Furthermore, while the seroprevalence of the general population in Ontario has increased during the dominance of the Omicron variant, the relative seroprevalence of the older population above the age of 60 remains low. Therefore, it is important to understand whether monovalent mRNA COVID-19 booster vaccines effectively prevent severe outcomes to plan future booster regimens and vaccine development.
About the study
The present study used a test-negative design while analyzing datasets of SARS-CoV-2 laboratory testing in Ontario, health administration, and COVID-19 vaccination and surveillance.
The study included adults above 50 with more than one SARS-CoV-2 reverse transcription polymerase chain reaction (RT-PCR) test between January and October 2022. Individuals who were immunocompromised or had received the bivalent mRNA vaccine or the non-replicating viral vector vaccines Ad26.COV2 and ChAdOx1-S were excluded from the study.
Most positive test results by the end of January 2022 were due to Omicron infections. Any infections with the Delta variant were identified based on the spike gene target sequencing or whole genome sequencing and excluded. Furthermore, about 95% of the individuals had received the BNT162b2 or mRNA-1273 mRNA vaccines for all doses.
The investigated outcomes were hospitalization or death due to COVID-19. The controls were individuals who were symptomatic but had negative SARS-CoV-2 tests, with or without severe outcomes.
The number of monovalent mRNA COVID-19 vaccine doses received and the time elapsed since the most recent dose were used to classify the participants. For individuals who received two, three, and four doses of the vaccine, the outcomes were examined for more than 300, 240, and 120 days after vaccination, respectively.
The results indicated that the vaccine effectiveness was between 91% and 98% between one week and two months after the third dose (first booster dose), which then waned to between 76% and 87% after 240 days or more. However, a fourth booster dose restored the vaccine effectiveness levels to between 92% and 97% for two months following the fourth dose, which waned to between 86% and 89% after 120 days or more.
The findings indicated that during the dominance of the BA.4/BA.5 Omicron subvariants, the vaccine effectiveness was lower and waned faster than the vaccine effectiveness during the predominance of the BA.1 and BA.2 subvariants, especially after 120 days. The authors believe that the reduced vaccine effectiveness and rapid waning of immunity against the BA.4/BA.5 subvariants are most likely due to the greater immune evasive abilities of these subvariants.

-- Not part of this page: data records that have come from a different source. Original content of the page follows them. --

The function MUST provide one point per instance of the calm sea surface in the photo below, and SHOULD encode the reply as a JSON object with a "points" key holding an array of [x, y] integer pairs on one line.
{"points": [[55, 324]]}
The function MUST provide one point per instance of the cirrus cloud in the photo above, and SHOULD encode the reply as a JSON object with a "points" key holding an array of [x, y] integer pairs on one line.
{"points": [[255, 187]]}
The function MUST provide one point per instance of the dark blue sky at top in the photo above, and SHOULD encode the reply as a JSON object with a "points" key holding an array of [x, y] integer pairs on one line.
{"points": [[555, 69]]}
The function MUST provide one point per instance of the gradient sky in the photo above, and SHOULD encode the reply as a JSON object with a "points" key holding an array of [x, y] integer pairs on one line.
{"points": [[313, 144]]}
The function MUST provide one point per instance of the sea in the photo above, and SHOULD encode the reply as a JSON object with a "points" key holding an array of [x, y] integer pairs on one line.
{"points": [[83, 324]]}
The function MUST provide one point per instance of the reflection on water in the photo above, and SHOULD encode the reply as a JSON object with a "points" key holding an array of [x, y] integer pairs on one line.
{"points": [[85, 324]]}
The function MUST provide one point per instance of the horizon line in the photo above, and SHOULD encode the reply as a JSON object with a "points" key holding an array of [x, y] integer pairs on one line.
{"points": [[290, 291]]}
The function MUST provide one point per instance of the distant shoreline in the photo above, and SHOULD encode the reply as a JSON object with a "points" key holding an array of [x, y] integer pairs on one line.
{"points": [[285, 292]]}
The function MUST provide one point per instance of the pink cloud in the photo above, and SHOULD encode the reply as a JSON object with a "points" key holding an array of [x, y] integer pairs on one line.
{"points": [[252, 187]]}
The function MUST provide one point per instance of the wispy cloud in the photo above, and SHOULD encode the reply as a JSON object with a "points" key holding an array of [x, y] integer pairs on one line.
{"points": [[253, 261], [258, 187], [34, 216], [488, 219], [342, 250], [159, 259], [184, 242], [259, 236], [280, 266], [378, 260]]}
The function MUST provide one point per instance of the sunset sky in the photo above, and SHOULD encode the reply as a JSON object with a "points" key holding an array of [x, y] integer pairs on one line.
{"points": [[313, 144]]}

While the study indicated that booster doses of the monovalent mRNA vaccines grant older adults strong protection against severe outcomes such as hospitalizations and death due to Omicron infections, the rate of waning of immunity beyond four months remains unclear.
Furthermore, given the lower effectiveness against the BA.4/BA.5 subvariants, the researchers believe that the effectiveness of the vaccine-induced immunity from the monovalent mRNA vaccines could be further reduced against newly emergent subvariants such as XBB and BQ.1.1. Therefore, adherence to disease mitigation measures such as improved ventilation and wearing of face masks needs to be continued along with subsequent booster doses.

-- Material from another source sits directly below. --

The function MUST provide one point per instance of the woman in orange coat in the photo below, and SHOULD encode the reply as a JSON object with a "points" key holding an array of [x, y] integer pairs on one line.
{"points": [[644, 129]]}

Overall, the results reported that booster doses of the monovalent mRNA COVID-19 vaccines were effective in granting strong protection to older adults against severe outcomes of Omicron infections for up to four months. However, the vaccine-induced immunity was seen to wane faster against infections with the BA.4/BA.5 subvariants.
Therefore, the authors believe that along with continuing disease mitigating measures and administering booster doses, the vaccine effectiveness against newly emergent Omicron subvariants needs to be consistently monitored.